Monday, March 26, 2012

Follow up to last week's post

I want to start this post by thanking so many of you for your thoughtful comments and prayers after last week's post.  The amount of support that I have received over the past two years (or that we as a family have received over the past seven years) has been amazing.  I am so thankful for my family and friends around the world.

After further reflection, I do want to add a "post-script" of sorts to last week's post.  

I have learned that what I am going through at this time is very normal.  This is comforting for me to know that while I am homesick for me, as I wrote last week, this identity crisis is not unusual for those who have experience loss.  And it makes sense, if we think about it.  If God has ordained that in marriage, the two shall become one, then when one person dies, it is like an amputation.  When two have truly become one over the period of nineteen years, the lines between where one person starts and ends become blurred.  This is reinforced by Jerry Sittser, in his book A Grace Disguised, who talks about how catastrophic loss is like undergoing an amputation of our identity, leading to a confusion of identity.  He says, "The people who defined me, who played the role opposite me, are no longer there.  The self I once was, this familiar self, cries out for them, like nerves still telling me that I have a leg or an arm, though only a stump remains." 

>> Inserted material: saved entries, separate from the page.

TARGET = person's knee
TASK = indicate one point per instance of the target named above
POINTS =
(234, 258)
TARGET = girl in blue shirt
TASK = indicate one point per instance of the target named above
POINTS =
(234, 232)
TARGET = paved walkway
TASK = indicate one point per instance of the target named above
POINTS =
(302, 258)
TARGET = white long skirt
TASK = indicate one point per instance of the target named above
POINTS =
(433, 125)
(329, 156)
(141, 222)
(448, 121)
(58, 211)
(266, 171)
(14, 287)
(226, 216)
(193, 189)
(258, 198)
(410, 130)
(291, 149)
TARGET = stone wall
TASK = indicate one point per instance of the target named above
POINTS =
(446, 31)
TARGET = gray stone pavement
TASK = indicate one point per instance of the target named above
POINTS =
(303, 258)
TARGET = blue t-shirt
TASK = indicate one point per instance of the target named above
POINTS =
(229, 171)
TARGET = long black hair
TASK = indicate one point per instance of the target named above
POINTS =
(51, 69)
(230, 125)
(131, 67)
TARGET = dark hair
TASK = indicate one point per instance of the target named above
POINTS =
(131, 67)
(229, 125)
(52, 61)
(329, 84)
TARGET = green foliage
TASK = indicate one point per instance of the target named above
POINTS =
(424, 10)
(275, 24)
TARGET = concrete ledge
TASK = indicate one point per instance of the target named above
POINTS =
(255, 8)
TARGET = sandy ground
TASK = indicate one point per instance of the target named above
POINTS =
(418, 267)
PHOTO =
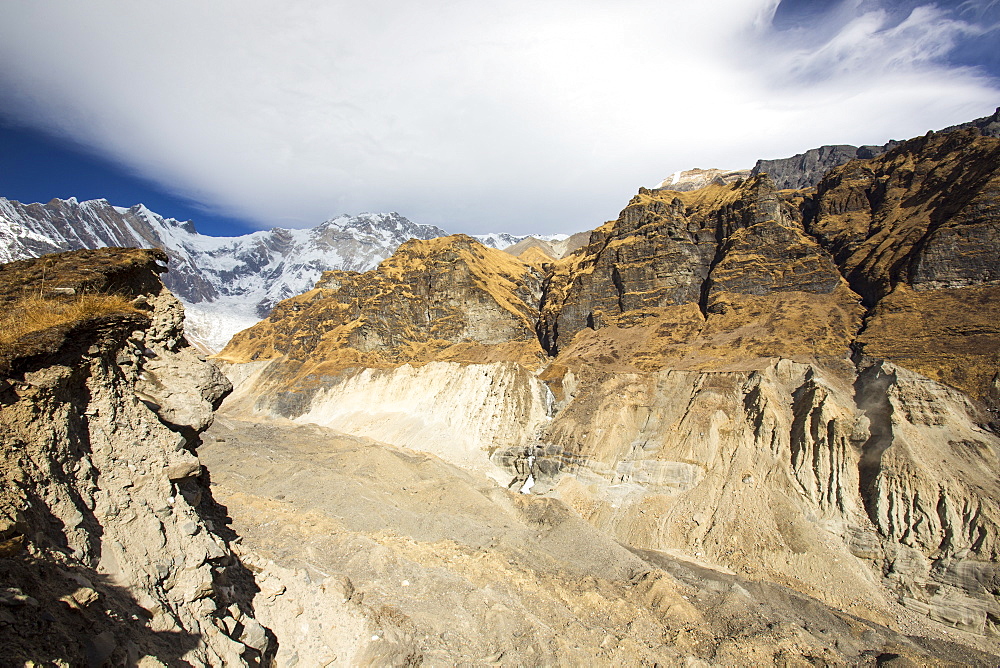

Sittser goes on to say that, 
"Catastrophic loss cannot be mitigated by replacements.  One cannot escape it simply by finding a new spouse, a new job, a new life.  A convenient passage to a new identity is usually out of the question...This crisis of identity, however, can lead to the formation of a new identity that integrates the loss into it.  Loss creates a new set of circumstances in which we must live...Loss forces us to see the dominant role our environment plays in determining our happiness.  Loss strips us of the props we rely on for our well-being.  It knocks us off our feet and puts us on our backs.  In the experience of loss, we come to the end of ourselves.  But in coming to the end of ourselves, we can also come to the beginning of a vital relationship with God."
There are so many things in that quote that jump out at me - no convenient passage, what determines our happiness, stripped of props, coming to the end of ourselves...I believe that I am in the midst of what this paragraph is referring to right now and while it is painful, it is also good - or can become good.

To be honest, I have struggled with this process and the accepting of it.  I believed that I was a strong, self-assured person, knowing who I am and what I am about, ready to continue to march on in the role to which God has called me, including being a widow.  I now think that was more about pride.  I think I have finally accepted that there is no convenient passage through this; it will take time and there is some level of contentedness even in the midst of this, if that makes any sense.

I will close with some words from Dietrich Bonhoeffer:
Who am I?  This or the other?
Am I one person today and tomorrow another?
Am I both at once?  A hypocrite before others, 
and before myself a contemptible woebegone weakling?
Or is something within me still like a beaten army
fleeing in disorder from victory already achieved?
Who am I?  They mock me, these lonely questions of mine.
Whoever I am, Thou knowest, O God, I am thine!